In Arizona, organizers said they submitted 823,685 signatures, far more than the 383,923 required from registered voters. Election officials have until August 22 to verify whether they have enough valid signatures and forward them to the Arizona Secretary of State's office.

Since Arizona has a 15-week abortion ban, the amendment would allow abortions until a fetus could survive outside the womb, typically around 24 weeks, with exceptions to save the mother's life or to protect her physical or mental health. The state would be restricted from adopting or enforcing any law prohibiting access to the procedure.

However, opponents say it goes too far and could lead to unlimited and unregulated abortions in Arizona.

In April, the Arizona Supreme Court upheld an 1864 ban that permitted abortions only to save the mother's life and provided no exceptions for survivors of rape or incest. However, the Republican-controlled Legislature voted to repeal the Civil War-era ban, and Democratic Governor Katie Hobbs signed it. Since the U.S. Supreme Court's decision in Dobbs v. Jackson Women's Health Organization that eliminated constitutional protections for abortion, the 19th-century law had been blocked.

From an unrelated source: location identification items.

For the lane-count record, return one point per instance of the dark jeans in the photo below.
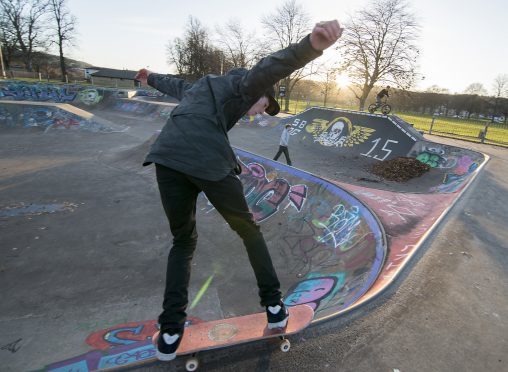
(283, 149)
(179, 193)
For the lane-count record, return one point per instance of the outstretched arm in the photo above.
(280, 64)
(167, 84)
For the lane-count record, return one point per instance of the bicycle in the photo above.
(385, 107)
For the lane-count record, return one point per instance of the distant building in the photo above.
(111, 77)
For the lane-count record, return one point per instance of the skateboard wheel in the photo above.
(191, 364)
(285, 345)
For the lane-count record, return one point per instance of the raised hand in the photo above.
(325, 34)
(142, 76)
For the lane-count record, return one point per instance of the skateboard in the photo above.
(234, 331)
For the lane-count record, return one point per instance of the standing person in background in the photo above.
(283, 145)
(383, 93)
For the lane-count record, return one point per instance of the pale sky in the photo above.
(461, 42)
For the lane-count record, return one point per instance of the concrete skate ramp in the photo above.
(327, 247)
(51, 116)
(326, 235)
(346, 144)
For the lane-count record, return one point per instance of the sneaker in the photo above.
(167, 343)
(277, 315)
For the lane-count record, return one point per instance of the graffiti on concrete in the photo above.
(46, 118)
(117, 346)
(453, 181)
(264, 196)
(339, 229)
(37, 92)
(339, 132)
(456, 164)
(34, 209)
(89, 96)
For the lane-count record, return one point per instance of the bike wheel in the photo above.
(386, 109)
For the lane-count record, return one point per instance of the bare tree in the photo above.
(193, 55)
(25, 22)
(63, 27)
(379, 46)
(476, 88)
(287, 25)
(437, 89)
(500, 87)
(8, 42)
(239, 46)
(328, 85)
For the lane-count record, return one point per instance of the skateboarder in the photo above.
(283, 145)
(193, 154)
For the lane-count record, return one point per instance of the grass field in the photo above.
(443, 126)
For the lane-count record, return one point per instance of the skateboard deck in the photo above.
(217, 334)
(238, 330)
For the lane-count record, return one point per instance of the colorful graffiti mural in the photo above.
(332, 246)
(47, 118)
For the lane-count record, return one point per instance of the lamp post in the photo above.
(2, 62)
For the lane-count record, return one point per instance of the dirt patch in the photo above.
(400, 169)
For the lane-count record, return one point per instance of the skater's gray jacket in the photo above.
(194, 140)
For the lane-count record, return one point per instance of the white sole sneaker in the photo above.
(280, 324)
(164, 357)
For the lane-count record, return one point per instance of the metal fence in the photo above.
(473, 130)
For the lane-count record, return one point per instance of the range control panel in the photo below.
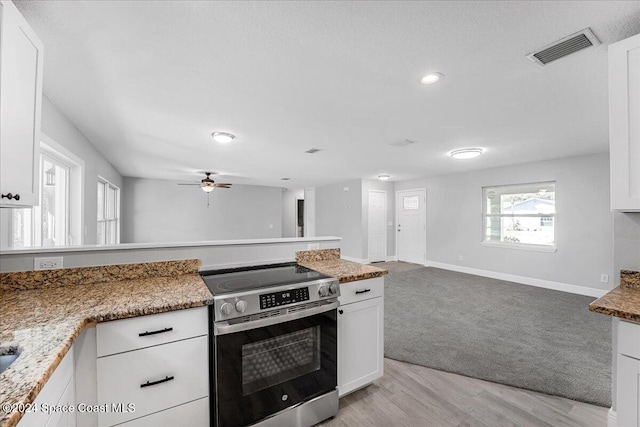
(277, 299)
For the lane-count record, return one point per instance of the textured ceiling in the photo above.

The current 15-week ban was signed into law in 2022 and includes exceptions in cases of medical emergencies and restricts medication abortion. It also requires an ultrasound before an abortion and parental consent for minors.

In Nebraska, officials with Protect Our Rights said they managed 207,000 signatures. Organizers of SBA Pro-Life America's competing petition effort said they submitted more than 205,000 signatures.

The state requires more than 123,000 valid signatures - or 10 percent of registered voters to qualify for the ballot.

A third measure may not make the ballot. That one would ban abortion at all stages of pregnancy by deeming embryos as people.